Settlement reached in ‘living trust mill’ suit

American Equity Investment Life Insurance has settled a class action for $16.4 million over abusive annuity sales.
JUL 21, 2008
By  Bloomberg
American Equity Investment Life Insurance Co. of Des Moines, Iowa, has settled a class action in a Kentucky state court over abusive annuity sales. This $16.4 million settlement will provide relief to as many as 24,000 people who bought the annuities between Jan. 1, 1997 and Dec. 31, 2007. William F. McMurry, an attorney at McMurry and Associates of Louisville, Ky., was the plaintiffs’ lead counsel. According to the suit, Panter v. Tackett, et al., the annuities were sold to the elderly, often with 20-year surrender periods, as part of a living trust.
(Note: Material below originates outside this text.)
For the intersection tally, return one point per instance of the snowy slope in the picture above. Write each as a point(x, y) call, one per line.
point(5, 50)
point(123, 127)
Plaintiffs said that American Equity was running a “living trust mill,” in which agents worked with a marketing firm and local attorneys to persuade senior citizens to buy the trusts out of fear that their assets would end up in probate. Once the clients bought the trust, agents would then masquerade as attorneys to encourage the victims to sell their investments and buy deferred annuities from American Equity, plaintiffs alleged. Under the settlement, plaintiffs will receive payments if they annuitize, with a 2.4% bonus added to the policies’ value. Surrender fees will be waived for those who annuitize immediately. The carrier said it would no longer sell the annuities when it knew the sales leads were generated through the marketing or sale of living trusts. The company also agreed that any plaintiffs who submit a claim form and who were at least 79 at the time of purchase will be able to withdraw up to 25% of the policy’s value annually for the next four years, free of penalties.